Re: return to office
[Company name] wishes to inform you that we’re now implementing a [full-time, hybrid] return to the office
Eventually, you will need to print something. Perhaps a proof of address for a government department still operating on Windows XP or a boarding pass for a low-cost airline. And when that moment arrives, your printer will betray you. The network connection will be lost, the paper will jam or the ink will run low. And you will understand that Basil Fawlty was guilty merely of stoic under-reaction when he gave his red Austin 1100 Countryman a “damn good thrashing”.
It is often only when a machine misbehaves at the worst possible time that we remember just how important a quality ‘reliability’ is — and how rare. The same is true in people. Many of us might wish to be remembered as kind, loving, compassionate, loyal, successful, or inspirational. But ‘reliable’ is rarely high up on that list.
Indeed, to call someone ‘reliable’ confers a whiff of condescension, sitting just a half step above ‘dependable’ — which is practically code for ‘dull’. No one wants to be seated next to that person at a wedding. And yet, in real life, someone who does what they say, who gets things done and who is there when you need them? These are S-tier qualities.
Zoom out
As traditional news media continues to atrophy, and Google AI summaries replace SEO-driven articles that tell you what time the football or EastEnders starts (beneath several layers of pop-ups and meaningless guff), there remains one guarantee of traffic: work from home / return to office stories. If you report on it, they will click.
It’s all rather tedious. Some people like working from home, others don’t. Some people can work from home, others can’t. Some people think it’s good for productivity, others fear it’s bad for culture. Or younger workers. Or high streets. Or commercial rental yields. For some bosses, the very fact that some employees like it is evidence that it must be bad. And views appear to be hardening.
Amid a cooling jobs market, the idea of a golden age of remote working wrought by the pandemic may prove fleeting. Only yesterday, The Financial Times reported that almost half of UK businesses expect their staff to turn up to their place of work “all the time”, according to research by the British Chambers of Commerce. Meanwhile, some who purchased Covid pads in the countryside, expecting only to have to make occasional visits to the office, are now being forced to sell at a discount.

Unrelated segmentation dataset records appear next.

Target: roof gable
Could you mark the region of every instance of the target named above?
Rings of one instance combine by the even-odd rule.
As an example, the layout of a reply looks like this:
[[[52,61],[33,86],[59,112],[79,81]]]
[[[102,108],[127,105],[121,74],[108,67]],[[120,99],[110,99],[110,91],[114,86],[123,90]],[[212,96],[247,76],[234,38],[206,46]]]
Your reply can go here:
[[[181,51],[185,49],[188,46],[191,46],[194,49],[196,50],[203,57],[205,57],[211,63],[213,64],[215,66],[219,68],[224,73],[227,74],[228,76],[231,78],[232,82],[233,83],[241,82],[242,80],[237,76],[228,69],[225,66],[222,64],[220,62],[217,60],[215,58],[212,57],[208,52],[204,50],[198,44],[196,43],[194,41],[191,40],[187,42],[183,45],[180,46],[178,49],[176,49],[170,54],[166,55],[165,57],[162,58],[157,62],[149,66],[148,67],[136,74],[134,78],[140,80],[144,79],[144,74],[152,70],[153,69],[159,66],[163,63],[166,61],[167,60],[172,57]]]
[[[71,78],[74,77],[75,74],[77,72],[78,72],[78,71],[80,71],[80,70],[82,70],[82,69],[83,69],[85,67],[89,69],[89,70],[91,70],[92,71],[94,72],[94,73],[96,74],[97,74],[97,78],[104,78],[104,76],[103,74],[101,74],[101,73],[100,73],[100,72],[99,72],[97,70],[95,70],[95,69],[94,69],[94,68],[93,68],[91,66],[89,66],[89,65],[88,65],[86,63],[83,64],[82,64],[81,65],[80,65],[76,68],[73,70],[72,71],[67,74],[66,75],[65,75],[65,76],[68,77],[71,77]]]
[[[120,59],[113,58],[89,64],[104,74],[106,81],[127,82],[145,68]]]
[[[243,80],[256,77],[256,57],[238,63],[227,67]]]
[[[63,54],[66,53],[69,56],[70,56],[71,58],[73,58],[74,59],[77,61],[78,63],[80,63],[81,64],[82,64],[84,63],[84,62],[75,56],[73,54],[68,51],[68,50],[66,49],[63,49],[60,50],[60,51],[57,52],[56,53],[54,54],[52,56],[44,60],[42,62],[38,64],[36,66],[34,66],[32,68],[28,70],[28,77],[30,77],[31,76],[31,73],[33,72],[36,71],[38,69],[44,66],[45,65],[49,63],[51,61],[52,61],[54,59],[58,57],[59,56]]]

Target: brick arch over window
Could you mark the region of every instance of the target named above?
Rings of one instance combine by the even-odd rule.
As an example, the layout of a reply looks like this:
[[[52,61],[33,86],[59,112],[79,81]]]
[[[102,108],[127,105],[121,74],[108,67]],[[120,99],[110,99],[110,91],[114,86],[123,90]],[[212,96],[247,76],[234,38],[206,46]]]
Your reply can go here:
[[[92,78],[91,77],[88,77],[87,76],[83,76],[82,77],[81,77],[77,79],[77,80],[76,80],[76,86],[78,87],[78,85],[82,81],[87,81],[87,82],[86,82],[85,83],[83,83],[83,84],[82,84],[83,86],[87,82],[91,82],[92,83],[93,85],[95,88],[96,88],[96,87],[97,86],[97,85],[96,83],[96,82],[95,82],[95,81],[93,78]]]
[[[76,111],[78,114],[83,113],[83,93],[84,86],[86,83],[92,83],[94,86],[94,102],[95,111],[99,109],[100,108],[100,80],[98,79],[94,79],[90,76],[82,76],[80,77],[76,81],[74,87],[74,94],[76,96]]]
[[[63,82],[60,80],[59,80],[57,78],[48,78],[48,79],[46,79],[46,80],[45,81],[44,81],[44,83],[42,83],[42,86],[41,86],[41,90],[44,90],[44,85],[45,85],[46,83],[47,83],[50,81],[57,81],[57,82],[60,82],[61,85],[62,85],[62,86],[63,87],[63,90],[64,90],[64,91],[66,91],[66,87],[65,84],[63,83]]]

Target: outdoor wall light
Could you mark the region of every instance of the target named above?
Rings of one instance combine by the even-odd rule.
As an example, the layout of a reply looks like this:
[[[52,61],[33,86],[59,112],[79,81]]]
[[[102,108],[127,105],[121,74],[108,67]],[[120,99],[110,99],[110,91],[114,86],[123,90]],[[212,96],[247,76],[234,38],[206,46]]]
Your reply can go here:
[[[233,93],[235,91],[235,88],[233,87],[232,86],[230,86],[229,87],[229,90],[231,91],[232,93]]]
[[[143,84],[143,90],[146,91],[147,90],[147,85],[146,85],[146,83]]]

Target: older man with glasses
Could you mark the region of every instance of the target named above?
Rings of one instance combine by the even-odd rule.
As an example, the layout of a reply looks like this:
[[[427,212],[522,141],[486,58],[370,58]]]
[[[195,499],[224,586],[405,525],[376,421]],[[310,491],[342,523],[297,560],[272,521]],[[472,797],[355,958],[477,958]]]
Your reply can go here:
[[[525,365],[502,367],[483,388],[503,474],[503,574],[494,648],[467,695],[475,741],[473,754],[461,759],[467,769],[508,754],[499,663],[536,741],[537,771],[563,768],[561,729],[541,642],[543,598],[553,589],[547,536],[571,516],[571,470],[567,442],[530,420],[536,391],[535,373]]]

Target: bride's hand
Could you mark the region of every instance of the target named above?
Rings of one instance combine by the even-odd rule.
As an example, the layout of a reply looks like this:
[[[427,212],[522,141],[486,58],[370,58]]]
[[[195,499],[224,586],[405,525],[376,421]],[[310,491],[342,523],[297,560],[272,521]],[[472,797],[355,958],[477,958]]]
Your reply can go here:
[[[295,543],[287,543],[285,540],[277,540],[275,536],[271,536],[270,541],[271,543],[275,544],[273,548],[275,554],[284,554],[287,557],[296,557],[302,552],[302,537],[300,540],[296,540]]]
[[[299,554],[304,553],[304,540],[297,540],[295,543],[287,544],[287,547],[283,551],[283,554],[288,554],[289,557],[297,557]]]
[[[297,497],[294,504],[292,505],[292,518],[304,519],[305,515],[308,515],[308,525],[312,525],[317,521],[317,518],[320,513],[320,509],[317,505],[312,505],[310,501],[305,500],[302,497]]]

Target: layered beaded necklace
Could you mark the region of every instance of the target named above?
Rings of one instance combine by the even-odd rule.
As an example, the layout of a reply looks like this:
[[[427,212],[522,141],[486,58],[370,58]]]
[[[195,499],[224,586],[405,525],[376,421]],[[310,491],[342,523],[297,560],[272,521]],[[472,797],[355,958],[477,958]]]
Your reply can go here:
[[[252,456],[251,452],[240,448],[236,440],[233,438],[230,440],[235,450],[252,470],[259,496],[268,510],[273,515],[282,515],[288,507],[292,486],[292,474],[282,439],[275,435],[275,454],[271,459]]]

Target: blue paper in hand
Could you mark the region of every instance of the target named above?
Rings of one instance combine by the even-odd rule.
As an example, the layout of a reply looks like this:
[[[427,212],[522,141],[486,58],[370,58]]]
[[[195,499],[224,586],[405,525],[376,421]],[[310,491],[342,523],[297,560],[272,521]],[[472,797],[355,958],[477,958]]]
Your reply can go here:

Earlier this year Jamie Dimon, chief executive of JPMorgan Chase, America’s largest bank, responded to a petition signed by more than 1,000 employees that demanded the company maintain its hybrid work model:
“I don’t care how many people sign that f**king petition. Don’t give me the sh*t that ‘work from home Friday’ works.”
He later apologised for the bad language.
Productivity foregone
Clearly, the work from home debate touches even the best-remunerated of nerves1. At its core, it isn’t really about where people sit, but whether we believe anyone can be trusted to do their job even when no one is watching. This question of reliability is what makes the debate feel so personal and at least partly explains its refusal to die. Sure, commuting can be miserable. But being treated like a miscreant is far worse.
I have written a daily newsletter, first for the Evening Standard and now on Substack, since December 2020. The vast majority of those more than 1,000 editions have been sent from anywhere but the office: airports, aeroplanes, trains and buses, hotels, Airbnbs, beaches and ski slopes, doctor’s offices, cafes, the South of France and Sydney’s Inner West. Occasionally, I even managed to write them at home.
This, I accept, is not necessarily scalable. Clearly, a newsletter such as this does not require vast amounts of collaboration with colleagues, let alone herding customers or farmyard animals. Workplace culture at Lines To Take has yet to fully emerge, but I am keeping an eye on it.
I have always been at my most productive and creative when freed from the shackles of an ergonomic chair and the smells too terrible to name emanating from the communal microwave. Ordering me back to an office would only make me less productive.
This is not a morality tale in which I am the dashing hero. Daily deadlines have meant that my bosses would know pretty much instantaneously whether I had clocked off early or not. And even if they didn’t, I feel compelled to complete whatever task is placed in front of me if only to ward off the shame and nausea that come with prevarication.
Conversely, there are people who want to work from home despite the fact that they would get less done. Either due to the nature of their job, or because they are not reliable employees. Managers are not always wrong to be suspicious. Not everyone is self-motivated. Some people will genuinely use working from home as an excuse to do as little as possible And in plenty of jobs, it is not always obvious what the key metrics of success even are.
Much safer to haul everyone back in the office. Productivity gains foregone are much harder to price than productivity lost. And by the way, if you are in the market for a properly reliable printer, take the FT’s Sarah O’Connor’s advice.
This hasn’t even touched on issues of childcare, neurodivergence, accessibility etc.
Basil was thrashing the wrong end of the car. He needed to hit the petrol pump, under the back of the car. Many 1100 owners kept something to bash the pump in the boot.
Retired now, but when working, I found I could engage in non-productive activities when at the office just as easily as at home. Chatting to colleagues about non-work related matters probably took as much time as walking the dog when working from home.